Let us look at a typical business example – order management:

Orders, contain items consisting of a count and a product, and have customers. Products may have several suppliers and a supplier supplies several products.

In the relational world this is six tables. (Order, Order_Item, Product, Supplier and Product_To_Supplier_Link and Customer)
The SQL Query is problably longer than the actual data returned because you need 5 joins to retrieve the data.
You get a highly redundant flat list, that repeats Order, Item, Customer and Product data for every supplier that can supply a Product in an order.
Scaling this is hard, because all six tables must be joined.

If you use a NoSQL database you need only four collections. Order, Product, Supplier, Customer.

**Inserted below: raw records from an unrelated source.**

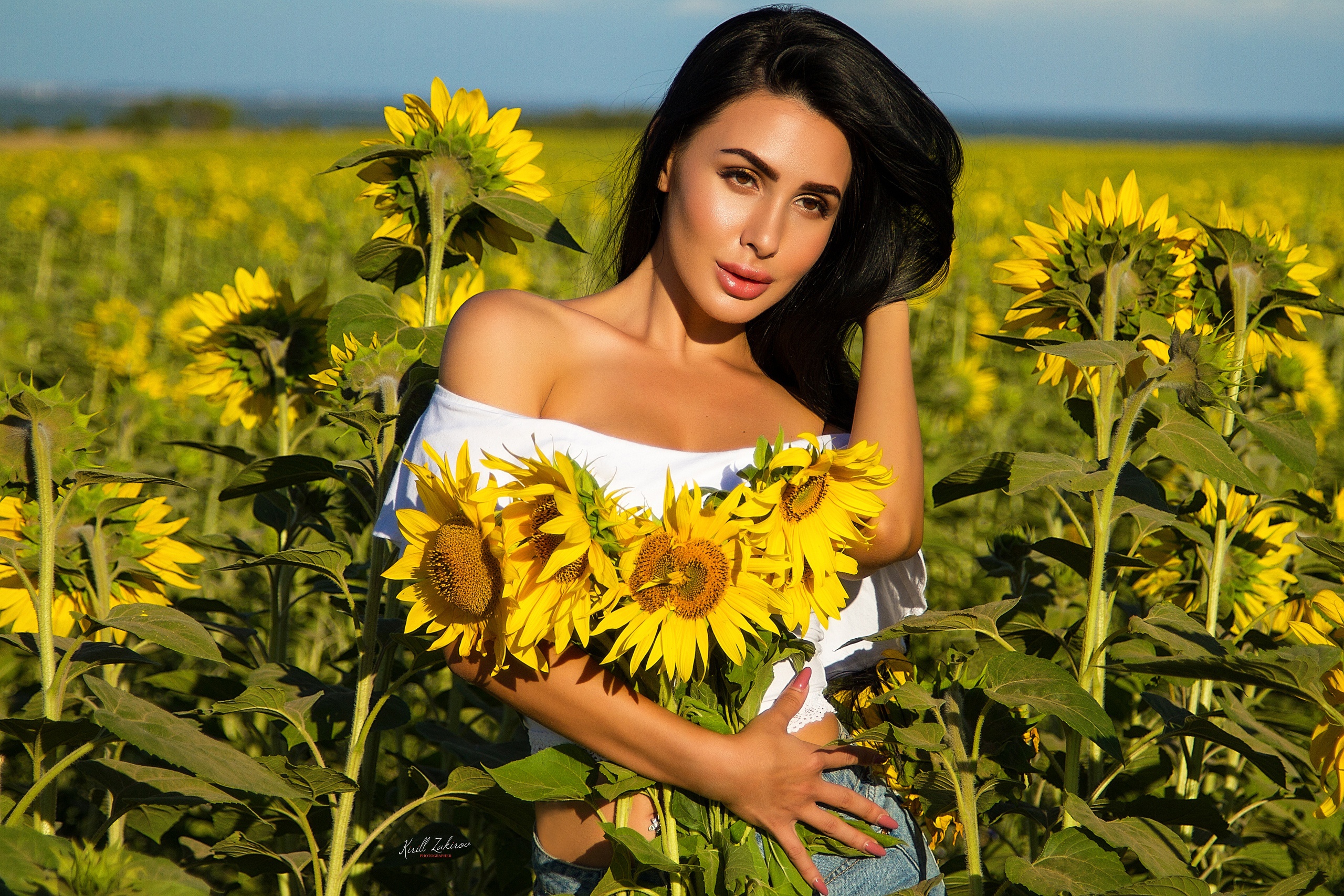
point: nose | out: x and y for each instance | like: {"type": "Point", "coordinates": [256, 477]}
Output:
{"type": "Point", "coordinates": [764, 229]}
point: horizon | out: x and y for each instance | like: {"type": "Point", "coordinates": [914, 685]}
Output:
{"type": "Point", "coordinates": [1221, 61]}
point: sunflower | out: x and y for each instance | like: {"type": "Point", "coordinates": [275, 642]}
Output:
{"type": "Point", "coordinates": [1065, 270]}
{"type": "Point", "coordinates": [1303, 375]}
{"type": "Point", "coordinates": [691, 578]}
{"type": "Point", "coordinates": [1272, 272]}
{"type": "Point", "coordinates": [820, 504]}
{"type": "Point", "coordinates": [118, 338]}
{"type": "Point", "coordinates": [142, 555]}
{"type": "Point", "coordinates": [967, 394]}
{"type": "Point", "coordinates": [461, 582]}
{"type": "Point", "coordinates": [1327, 754]}
{"type": "Point", "coordinates": [563, 531]}
{"type": "Point", "coordinates": [413, 311]}
{"type": "Point", "coordinates": [484, 152]}
{"type": "Point", "coordinates": [236, 344]}
{"type": "Point", "coordinates": [1257, 556]}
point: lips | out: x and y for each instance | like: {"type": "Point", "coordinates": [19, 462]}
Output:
{"type": "Point", "coordinates": [740, 281]}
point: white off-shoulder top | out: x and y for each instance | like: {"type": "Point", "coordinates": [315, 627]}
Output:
{"type": "Point", "coordinates": [875, 601]}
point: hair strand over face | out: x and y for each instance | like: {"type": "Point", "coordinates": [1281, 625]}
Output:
{"type": "Point", "coordinates": [893, 236]}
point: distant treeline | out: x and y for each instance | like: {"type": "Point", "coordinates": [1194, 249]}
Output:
{"type": "Point", "coordinates": [73, 112]}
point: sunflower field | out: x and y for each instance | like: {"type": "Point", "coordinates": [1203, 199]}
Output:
{"type": "Point", "coordinates": [213, 349]}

The order_items that belong to the order can be directly embedded, because they are completely dependent on the order.

The product to supplier link table is not required, because the Product object can embed a collection of references to the suppliers for this product, and the supplier can embed a collection of the products it supplies. No indices are required, because the references can be looked up directly.

I think, besides better scalability and performance the NoSQL variant is easier to program and it models reality more closely.